Kyriaki Kouvari

Personal information
- Nationality: Greece
- Born: 19 January 1984 (age 42) Thessaloniki, Greece
- Height: 1.80 m (5 ft 11 in)
- Weight: 73 kg (161 lb)

Sport
- Sport: Taekwondo
- Event: +67 kg
- Club: Keratsini

Medal record
Representing Greece
Women's taekwondo
World Championships
| Bronze medal – third place | 2003 Garmisch-Partenkirchen | +67 kg |

= Kyriaki Kouvari =

Greek taekwondo practitioner

Kyriaki Kouvari (Κυριακή Κούβαρη; born January 19, 1984, in Thessaloniki) is a Greek taekwondo practitioner. She won the bronze medal for the heavyweight category at the 2003 World Taekwondo Championships in Garmisch-Partenkirchen, Germany.

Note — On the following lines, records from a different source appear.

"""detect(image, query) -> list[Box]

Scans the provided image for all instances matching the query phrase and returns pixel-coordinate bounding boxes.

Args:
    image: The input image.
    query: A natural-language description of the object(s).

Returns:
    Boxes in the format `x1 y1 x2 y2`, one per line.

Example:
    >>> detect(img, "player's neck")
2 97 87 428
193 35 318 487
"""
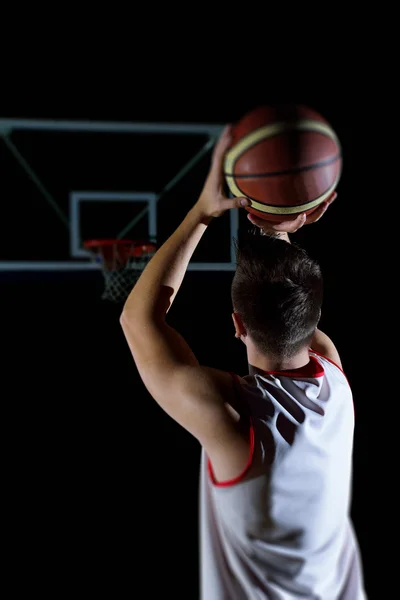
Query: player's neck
247 347 310 371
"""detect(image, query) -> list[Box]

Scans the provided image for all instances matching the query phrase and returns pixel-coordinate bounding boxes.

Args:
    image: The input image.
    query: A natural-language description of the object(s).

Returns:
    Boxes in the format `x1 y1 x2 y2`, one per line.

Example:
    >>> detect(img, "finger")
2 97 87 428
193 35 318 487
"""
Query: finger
275 213 306 233
212 125 232 166
326 192 337 205
306 200 333 225
247 213 306 233
225 198 250 210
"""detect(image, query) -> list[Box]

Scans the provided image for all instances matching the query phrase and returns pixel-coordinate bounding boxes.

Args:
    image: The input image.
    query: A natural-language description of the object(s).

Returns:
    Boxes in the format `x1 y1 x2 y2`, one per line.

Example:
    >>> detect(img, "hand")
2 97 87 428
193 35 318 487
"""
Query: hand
247 192 337 233
195 126 250 219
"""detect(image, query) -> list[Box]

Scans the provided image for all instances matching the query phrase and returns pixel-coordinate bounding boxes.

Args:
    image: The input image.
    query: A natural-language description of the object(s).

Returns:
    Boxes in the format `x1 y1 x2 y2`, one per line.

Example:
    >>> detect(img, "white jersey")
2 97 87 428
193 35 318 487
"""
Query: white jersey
200 351 366 600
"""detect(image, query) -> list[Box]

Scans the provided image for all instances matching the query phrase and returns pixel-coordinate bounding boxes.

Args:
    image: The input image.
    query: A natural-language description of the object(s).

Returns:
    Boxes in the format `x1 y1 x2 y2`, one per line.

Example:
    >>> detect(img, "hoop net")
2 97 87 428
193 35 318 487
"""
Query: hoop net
84 240 156 302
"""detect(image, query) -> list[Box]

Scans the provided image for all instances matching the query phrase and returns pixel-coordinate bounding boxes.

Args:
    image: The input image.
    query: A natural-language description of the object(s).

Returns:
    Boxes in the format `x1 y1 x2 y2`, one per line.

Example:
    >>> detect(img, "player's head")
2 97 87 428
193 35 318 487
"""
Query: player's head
232 233 323 359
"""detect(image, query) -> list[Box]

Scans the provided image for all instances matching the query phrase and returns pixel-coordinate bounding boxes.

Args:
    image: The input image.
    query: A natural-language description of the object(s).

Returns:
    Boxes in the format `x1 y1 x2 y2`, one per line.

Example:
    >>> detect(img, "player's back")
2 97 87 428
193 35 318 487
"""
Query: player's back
200 353 365 600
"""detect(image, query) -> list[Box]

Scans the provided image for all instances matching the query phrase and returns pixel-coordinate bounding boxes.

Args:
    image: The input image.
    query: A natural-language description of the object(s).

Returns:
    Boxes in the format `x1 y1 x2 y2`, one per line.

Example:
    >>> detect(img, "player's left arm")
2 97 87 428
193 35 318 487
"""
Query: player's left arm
120 129 247 442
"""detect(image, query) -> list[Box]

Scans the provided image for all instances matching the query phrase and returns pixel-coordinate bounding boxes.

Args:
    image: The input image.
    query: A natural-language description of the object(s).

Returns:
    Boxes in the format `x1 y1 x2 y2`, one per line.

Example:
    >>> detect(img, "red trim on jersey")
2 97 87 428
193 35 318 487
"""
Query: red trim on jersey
310 348 350 385
207 373 255 487
267 350 324 379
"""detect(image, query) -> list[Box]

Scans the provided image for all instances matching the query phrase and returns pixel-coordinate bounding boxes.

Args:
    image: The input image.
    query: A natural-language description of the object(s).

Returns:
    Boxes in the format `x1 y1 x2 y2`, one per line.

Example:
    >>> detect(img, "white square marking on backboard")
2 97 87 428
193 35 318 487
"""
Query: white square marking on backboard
69 192 157 258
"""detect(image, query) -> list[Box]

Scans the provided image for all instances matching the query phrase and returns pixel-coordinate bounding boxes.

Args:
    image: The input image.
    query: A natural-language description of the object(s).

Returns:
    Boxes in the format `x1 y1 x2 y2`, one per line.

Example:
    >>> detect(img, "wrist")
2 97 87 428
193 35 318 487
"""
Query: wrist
188 200 214 225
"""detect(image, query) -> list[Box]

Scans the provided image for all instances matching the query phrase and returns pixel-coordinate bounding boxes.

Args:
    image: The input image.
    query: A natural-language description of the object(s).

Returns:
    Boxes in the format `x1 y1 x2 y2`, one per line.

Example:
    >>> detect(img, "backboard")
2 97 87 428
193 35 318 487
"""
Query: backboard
0 119 238 272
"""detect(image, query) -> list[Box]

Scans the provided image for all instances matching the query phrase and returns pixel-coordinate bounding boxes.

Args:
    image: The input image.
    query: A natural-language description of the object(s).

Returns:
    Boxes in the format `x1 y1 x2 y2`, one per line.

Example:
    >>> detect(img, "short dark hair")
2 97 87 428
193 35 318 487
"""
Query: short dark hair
231 231 323 359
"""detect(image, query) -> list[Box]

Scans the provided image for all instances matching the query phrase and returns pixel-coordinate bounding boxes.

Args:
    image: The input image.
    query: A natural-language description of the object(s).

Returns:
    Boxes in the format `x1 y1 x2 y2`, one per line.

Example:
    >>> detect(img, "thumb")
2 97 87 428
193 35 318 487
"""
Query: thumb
226 197 251 208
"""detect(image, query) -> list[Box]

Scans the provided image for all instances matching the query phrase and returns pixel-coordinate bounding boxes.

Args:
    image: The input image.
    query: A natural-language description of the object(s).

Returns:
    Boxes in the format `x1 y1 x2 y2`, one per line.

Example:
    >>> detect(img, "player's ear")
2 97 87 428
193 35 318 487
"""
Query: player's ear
232 312 246 338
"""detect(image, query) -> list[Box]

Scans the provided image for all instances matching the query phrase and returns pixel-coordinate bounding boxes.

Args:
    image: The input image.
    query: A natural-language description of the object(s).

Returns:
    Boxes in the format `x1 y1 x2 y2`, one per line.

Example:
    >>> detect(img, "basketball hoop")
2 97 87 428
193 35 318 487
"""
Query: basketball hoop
84 240 156 302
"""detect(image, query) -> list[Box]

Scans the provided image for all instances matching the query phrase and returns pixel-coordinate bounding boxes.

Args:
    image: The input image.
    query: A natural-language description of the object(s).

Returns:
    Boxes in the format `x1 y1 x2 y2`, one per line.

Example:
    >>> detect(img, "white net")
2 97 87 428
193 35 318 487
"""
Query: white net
85 240 156 302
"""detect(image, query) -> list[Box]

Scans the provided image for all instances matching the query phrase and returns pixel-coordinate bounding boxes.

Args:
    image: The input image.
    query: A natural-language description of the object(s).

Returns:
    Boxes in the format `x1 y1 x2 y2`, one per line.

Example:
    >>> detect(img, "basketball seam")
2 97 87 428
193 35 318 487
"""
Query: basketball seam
224 154 342 179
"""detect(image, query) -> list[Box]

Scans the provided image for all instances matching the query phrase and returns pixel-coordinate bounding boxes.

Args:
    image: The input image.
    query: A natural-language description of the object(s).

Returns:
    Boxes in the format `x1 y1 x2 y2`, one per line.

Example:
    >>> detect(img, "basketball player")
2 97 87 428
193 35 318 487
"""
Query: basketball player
121 129 366 600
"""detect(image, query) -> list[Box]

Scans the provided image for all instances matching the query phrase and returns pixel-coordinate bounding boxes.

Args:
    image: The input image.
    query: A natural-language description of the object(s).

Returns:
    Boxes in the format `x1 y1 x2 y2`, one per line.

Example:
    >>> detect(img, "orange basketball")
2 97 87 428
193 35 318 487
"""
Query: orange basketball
224 105 342 222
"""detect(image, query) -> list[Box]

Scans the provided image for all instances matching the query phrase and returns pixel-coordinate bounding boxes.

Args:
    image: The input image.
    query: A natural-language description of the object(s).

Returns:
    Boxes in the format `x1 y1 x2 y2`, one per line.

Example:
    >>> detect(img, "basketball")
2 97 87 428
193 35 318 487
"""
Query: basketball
224 105 342 222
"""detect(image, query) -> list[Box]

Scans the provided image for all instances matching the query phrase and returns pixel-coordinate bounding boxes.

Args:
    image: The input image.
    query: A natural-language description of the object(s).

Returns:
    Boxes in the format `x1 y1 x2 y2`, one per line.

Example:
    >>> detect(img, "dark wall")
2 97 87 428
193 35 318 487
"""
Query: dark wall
0 101 379 599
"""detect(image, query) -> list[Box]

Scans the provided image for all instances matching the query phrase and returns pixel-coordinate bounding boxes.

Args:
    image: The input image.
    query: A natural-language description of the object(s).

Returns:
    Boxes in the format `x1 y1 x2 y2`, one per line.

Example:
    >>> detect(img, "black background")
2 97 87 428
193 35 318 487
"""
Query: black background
0 88 388 599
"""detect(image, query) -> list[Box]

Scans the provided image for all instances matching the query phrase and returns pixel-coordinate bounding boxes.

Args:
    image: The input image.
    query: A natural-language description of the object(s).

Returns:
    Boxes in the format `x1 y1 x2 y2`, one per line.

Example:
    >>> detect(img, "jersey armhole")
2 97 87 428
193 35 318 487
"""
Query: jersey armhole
207 373 255 487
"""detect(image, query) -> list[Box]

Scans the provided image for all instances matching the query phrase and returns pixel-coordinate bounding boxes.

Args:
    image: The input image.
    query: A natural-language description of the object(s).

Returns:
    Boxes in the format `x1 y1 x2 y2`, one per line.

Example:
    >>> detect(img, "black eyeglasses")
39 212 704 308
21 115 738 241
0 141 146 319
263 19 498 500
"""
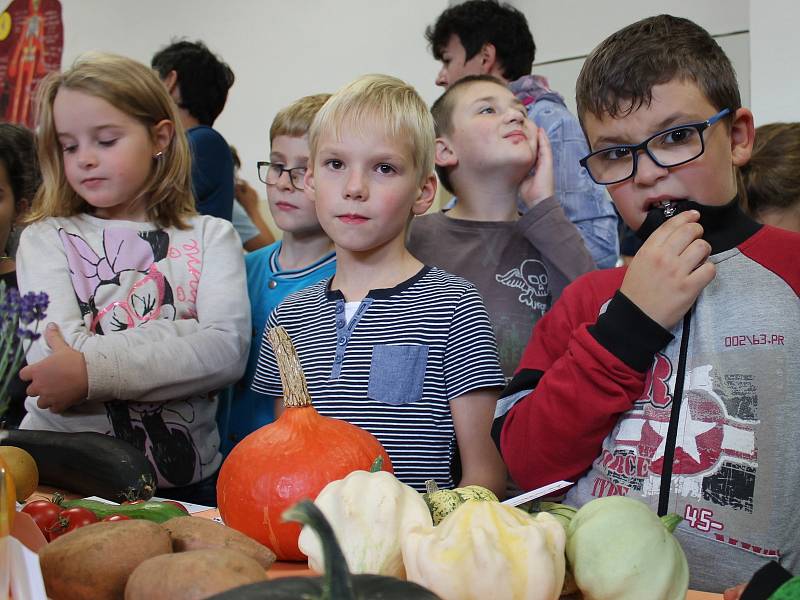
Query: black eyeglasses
256 161 307 191
580 108 731 185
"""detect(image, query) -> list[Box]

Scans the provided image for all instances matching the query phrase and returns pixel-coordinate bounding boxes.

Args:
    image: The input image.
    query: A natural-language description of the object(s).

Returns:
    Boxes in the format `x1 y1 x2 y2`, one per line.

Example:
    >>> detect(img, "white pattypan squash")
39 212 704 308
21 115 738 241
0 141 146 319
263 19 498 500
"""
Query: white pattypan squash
298 471 432 579
567 496 689 600
402 500 566 600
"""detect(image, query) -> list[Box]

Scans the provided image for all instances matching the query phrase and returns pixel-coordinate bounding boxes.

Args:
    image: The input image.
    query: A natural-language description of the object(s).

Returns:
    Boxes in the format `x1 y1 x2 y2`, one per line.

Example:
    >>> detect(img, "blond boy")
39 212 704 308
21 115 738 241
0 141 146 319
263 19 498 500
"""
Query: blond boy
253 75 505 493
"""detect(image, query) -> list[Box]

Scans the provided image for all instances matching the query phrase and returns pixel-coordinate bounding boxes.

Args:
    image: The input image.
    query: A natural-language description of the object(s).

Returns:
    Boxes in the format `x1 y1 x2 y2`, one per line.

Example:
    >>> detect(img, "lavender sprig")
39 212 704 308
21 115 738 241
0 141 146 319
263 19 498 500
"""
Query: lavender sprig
0 281 50 415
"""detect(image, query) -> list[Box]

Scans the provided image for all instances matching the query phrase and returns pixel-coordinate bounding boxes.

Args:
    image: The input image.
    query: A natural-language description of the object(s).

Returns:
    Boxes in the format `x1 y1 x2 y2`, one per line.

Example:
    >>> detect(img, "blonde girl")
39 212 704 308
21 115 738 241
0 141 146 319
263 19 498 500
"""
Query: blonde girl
17 54 250 505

Kouvari competed for the women's heavyweight category (+67 kg) at the 2008 Summer Olympics in Beijing, after defeating Great Britain's Sarah Stevenson for the gold medal at the World Qualification Tournament in Manchester, England. She lost the first preliminary match by a defensive kick from Brazil's Natália Falavigna, with a score of 1–3.